[TOC]
- Title: Hierarchical Temporal Aware Video Language Pre Training
- Author: Qinghao Ye, Fei Huang et. al.
- Publish Year: 30 Dec 2022
- Review Date: Thu, Apr 6, 2023
- url: https://arxiv.org/pdf/2212.14546.pdf
Summary of paper
Motivation
- most previous methods directly inherit or adapt typical image-language pre-training paradigms to video-language pretraining, thus not fully exploiting the unique characteristic of video, i.e., temporal.
Contribution
- this paper, the two novel pretraining tasks for modeling cross-modal alignment between moments and texts as well as the temporal relations of video-text pairs.
- specifically, we propose a cross-modal moment exploration task to explore moments in videos, which results in detailed video moment representations
- besides, the inherent temporal relations are capture by alignment video-text pairs as a whole in different time resolutions with multimodal temporal relation exploration tasks
Some key terms
limitation of previous work
- they treat video within global perspective, thus failing to consider fine-grained temporal information and relations which are essential to video-language pre-training
- directly treating the video globally has two main limitations
- less effective in modelling the fine-grained moment information including atomic actions and moments
- so, we vary time resolution and generate two views (long and short) for the input video. As a result, the short view video clip tends to represent the moment information and the long-view video may express more event-level information
- e.g., the short view video clip only describes the moment of “lick fingers” rather than “eating ice cream”.
- ignoring the temporal relations implicitly existed in the video. Knowing the event expressed by the text, the moment “eating ice cream” can be inferred from the moment “lick fingers” shown by short-view video.
- less effective in modelling the fine-grained moment information including atomic actions and moments
METHOD
cross-modal moment exploration (CME)
- we first generate long-view and short-view videos with different time resolutions to build hierarchy of the input video.
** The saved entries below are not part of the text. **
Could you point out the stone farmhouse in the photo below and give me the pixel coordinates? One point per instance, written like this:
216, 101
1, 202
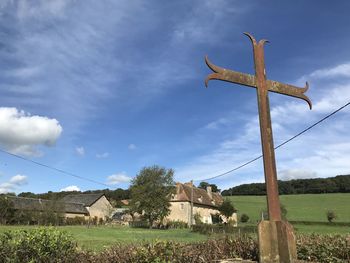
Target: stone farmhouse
97, 205
75, 205
205, 203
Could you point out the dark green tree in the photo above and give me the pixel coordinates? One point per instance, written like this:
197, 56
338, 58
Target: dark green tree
331, 216
203, 185
151, 191
227, 209
7, 210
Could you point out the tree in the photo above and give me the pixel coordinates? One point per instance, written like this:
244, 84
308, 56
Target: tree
7, 210
227, 209
331, 216
204, 185
151, 191
244, 218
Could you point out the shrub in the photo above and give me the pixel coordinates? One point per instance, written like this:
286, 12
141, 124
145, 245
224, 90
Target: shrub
244, 218
197, 219
323, 248
177, 224
331, 216
37, 245
216, 218
78, 220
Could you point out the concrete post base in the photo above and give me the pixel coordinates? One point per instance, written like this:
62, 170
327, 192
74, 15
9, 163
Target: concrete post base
277, 242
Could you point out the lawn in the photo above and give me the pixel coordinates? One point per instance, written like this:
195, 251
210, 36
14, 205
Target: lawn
307, 207
97, 238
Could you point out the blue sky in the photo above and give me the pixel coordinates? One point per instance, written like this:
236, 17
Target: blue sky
103, 88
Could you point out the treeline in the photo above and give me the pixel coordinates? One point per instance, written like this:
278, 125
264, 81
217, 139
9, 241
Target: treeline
114, 196
338, 184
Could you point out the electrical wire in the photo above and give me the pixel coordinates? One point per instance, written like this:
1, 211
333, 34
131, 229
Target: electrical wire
278, 146
207, 179
54, 168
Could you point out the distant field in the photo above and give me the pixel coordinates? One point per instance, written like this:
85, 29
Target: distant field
307, 207
97, 238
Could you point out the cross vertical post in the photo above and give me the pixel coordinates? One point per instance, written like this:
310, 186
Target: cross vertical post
276, 237
273, 202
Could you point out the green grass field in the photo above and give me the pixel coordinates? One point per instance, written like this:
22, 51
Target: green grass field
308, 207
300, 208
97, 238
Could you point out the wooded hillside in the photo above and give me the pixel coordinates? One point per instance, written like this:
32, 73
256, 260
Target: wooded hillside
337, 184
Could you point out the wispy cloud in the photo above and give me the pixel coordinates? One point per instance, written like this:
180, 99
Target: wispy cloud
102, 155
132, 147
118, 179
320, 152
80, 151
13, 184
70, 188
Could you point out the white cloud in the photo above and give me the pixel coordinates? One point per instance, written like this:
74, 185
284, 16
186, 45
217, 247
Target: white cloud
80, 151
291, 174
28, 9
13, 184
132, 147
323, 151
118, 178
70, 188
102, 155
21, 133
342, 70
18, 179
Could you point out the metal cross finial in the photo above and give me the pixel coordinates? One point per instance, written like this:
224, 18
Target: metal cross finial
262, 85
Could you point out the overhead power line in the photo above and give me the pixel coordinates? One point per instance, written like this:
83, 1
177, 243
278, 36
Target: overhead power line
278, 146
207, 179
54, 168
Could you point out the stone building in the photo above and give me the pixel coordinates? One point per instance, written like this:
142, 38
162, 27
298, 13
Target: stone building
96, 204
205, 203
74, 205
68, 210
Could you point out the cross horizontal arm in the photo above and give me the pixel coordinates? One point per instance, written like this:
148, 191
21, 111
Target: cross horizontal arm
289, 90
229, 75
250, 81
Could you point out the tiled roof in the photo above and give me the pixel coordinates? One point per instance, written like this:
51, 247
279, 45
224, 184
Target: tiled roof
24, 203
200, 196
85, 199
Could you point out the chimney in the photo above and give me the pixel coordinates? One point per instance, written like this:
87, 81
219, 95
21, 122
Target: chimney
209, 192
190, 184
178, 186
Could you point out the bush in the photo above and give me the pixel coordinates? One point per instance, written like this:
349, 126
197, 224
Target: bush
223, 228
75, 221
323, 248
168, 251
37, 245
244, 218
197, 219
177, 224
331, 216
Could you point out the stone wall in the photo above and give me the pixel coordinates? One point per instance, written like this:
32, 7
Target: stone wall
181, 211
101, 208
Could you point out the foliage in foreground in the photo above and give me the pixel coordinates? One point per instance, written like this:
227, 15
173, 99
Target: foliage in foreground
37, 245
50, 245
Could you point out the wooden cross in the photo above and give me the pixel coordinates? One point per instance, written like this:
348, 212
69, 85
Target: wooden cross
262, 85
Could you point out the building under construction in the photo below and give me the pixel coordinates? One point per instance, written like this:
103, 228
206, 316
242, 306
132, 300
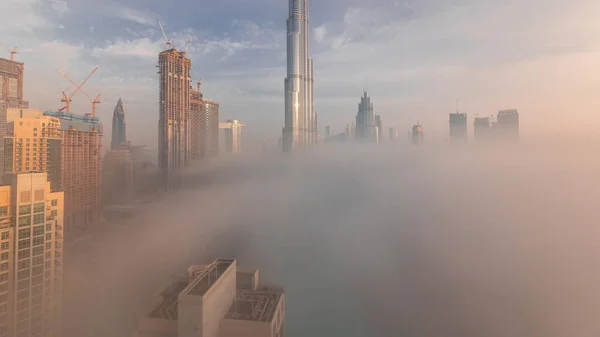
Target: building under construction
204, 125
417, 134
216, 300
81, 157
174, 116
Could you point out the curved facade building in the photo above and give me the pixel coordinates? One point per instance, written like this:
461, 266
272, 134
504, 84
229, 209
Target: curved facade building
300, 129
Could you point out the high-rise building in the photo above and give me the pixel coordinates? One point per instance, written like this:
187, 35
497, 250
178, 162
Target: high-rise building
117, 177
34, 145
458, 126
327, 131
11, 94
417, 134
119, 133
233, 135
81, 156
217, 300
31, 254
482, 129
366, 125
174, 116
300, 129
196, 117
508, 125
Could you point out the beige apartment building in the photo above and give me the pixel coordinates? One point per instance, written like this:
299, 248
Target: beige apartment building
31, 270
33, 144
217, 300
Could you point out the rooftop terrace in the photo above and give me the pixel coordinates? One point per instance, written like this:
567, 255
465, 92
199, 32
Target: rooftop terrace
259, 305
- then, based on the similarities of words and short-view videos, we select the most relevant words as positive and leave the rest of words as hard negatives
- The CME pre-training task is applied to align the positive words and short-view video representations in the same embedding space
multimodal temporal exploration (MTRE)
-
to capture association between moments and the event, we match different views for the same video
- however, directly matching two views visually would be noisy due to the background similarity
-
MTRE -> the short view video guided by most relevant words and the long-view video guided by text will be aligned.
-
we aim to minimizing the negative cosine similarity
Potential future work
Models and demo are available on ModelScope.